Je sème de ces grains que l'hiver environne,

pour la germination de neige solitaire.

Quand viendra le printemps des fleuraisons divines,

quand vos corps harmonieux aux morts revivront-ils,

quand donc, Résurrection, prendras-tu ces poussières

pour leur rendre à jamais la beauté de jadis ?

Ô vous que j'aime étant vieillards et jeunes filles,

puis-je vous dire mort, vous qui croissez en Dieu,

vous qui, dans la clarté des visions éternelles,

avancez sans moment dans la science d'amour ?

Puis-je employer pour vous notre verbe d'aveugle,

et ne pas discerner votre immobile élan ?

Vous dont la chair n'attend que le signe de l'âme,

pour jaillir hors du sol comme un lys au printemps.

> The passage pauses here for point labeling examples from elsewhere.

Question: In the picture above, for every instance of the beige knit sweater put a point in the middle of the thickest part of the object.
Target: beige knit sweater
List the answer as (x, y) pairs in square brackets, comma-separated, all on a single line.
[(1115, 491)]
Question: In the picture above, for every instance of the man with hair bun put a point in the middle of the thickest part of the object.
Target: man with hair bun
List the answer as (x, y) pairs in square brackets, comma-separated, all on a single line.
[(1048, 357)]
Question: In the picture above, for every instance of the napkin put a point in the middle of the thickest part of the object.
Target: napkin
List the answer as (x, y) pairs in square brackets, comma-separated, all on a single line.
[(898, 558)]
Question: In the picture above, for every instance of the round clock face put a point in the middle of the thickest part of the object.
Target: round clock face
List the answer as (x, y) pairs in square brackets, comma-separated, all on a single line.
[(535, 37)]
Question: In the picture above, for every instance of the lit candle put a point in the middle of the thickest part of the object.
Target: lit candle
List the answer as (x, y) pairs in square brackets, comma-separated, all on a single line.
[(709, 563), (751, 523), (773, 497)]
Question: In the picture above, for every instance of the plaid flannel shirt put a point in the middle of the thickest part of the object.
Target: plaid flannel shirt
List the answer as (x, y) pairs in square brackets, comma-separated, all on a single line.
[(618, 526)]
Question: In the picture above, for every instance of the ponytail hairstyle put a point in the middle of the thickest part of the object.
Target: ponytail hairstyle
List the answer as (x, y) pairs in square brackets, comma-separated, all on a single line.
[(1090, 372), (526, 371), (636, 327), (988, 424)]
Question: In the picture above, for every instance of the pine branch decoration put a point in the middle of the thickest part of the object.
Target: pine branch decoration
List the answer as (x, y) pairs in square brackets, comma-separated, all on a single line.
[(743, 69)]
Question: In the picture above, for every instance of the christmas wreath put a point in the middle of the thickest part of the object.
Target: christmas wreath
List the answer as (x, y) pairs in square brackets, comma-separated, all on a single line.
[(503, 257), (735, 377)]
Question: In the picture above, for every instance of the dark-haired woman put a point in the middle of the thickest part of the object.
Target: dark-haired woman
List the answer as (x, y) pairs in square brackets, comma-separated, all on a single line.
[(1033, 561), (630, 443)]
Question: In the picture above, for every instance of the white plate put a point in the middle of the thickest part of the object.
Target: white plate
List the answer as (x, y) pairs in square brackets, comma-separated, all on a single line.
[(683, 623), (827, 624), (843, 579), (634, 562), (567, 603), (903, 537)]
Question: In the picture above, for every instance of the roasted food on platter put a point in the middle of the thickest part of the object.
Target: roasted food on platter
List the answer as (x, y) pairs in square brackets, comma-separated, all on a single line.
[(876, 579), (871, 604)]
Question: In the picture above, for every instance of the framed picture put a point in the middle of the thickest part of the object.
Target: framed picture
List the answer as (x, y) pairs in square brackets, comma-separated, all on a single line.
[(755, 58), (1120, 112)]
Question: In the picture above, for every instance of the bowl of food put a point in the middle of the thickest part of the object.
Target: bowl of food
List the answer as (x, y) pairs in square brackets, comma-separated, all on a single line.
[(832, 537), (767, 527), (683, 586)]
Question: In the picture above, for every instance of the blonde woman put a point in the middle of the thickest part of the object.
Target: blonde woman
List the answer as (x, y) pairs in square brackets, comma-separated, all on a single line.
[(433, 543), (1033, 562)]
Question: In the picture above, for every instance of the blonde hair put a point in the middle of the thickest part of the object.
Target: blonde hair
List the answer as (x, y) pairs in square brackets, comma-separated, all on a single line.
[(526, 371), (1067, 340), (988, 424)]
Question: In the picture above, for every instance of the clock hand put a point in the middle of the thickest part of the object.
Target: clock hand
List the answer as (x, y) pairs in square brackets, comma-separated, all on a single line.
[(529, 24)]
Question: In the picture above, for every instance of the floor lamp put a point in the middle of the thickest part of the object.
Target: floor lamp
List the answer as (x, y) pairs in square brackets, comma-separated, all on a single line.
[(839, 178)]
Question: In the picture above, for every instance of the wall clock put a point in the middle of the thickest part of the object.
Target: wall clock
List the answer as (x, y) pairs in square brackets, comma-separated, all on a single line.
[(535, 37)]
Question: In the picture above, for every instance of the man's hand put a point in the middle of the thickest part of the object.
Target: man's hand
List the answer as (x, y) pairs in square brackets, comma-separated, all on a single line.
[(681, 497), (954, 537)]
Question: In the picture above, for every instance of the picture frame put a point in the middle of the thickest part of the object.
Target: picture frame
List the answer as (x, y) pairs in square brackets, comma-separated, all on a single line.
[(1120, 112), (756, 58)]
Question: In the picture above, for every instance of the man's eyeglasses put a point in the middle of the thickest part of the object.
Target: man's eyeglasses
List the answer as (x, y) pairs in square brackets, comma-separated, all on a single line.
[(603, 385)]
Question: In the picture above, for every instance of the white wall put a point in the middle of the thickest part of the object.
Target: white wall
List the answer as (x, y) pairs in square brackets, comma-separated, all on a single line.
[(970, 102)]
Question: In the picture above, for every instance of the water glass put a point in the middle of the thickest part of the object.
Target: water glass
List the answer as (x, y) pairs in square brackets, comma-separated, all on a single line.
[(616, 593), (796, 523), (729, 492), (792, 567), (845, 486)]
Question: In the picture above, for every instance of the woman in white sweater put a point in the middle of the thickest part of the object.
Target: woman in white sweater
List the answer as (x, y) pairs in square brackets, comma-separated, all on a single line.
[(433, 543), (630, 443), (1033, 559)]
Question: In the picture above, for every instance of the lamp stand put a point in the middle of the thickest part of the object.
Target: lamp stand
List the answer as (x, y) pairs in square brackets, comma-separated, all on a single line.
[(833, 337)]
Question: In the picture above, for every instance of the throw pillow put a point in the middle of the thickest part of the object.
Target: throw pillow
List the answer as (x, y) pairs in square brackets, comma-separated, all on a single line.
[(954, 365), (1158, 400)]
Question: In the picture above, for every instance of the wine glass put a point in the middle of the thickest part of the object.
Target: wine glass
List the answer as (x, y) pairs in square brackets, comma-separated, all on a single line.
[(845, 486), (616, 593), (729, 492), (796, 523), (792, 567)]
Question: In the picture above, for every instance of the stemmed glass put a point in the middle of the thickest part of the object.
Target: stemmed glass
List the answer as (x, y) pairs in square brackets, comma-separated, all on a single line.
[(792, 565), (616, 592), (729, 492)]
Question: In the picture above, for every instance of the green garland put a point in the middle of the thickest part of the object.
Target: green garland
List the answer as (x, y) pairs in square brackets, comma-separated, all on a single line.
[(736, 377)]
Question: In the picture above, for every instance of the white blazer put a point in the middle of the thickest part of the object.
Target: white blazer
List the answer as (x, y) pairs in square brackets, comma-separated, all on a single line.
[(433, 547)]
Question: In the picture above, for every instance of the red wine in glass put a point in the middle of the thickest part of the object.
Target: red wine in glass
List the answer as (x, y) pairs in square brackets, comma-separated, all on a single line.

Il faut plutôt que nous, les mourants de la vie,

nous venions à l'enclos des moines en allés,

afin de méditer sur les dalles austères,

le triomphe embaumé de l'immortalité. »


Rappelons-nous ainsi ce terme de cimetière en français, "Coemeterium", ça veut dire le dortoir. Voilà, un lieu de repos, et pas plus que ça un lieu de tristesse, un lieu d'attente éventuellement. On va s’y coucher, puis on se réveille ensuite.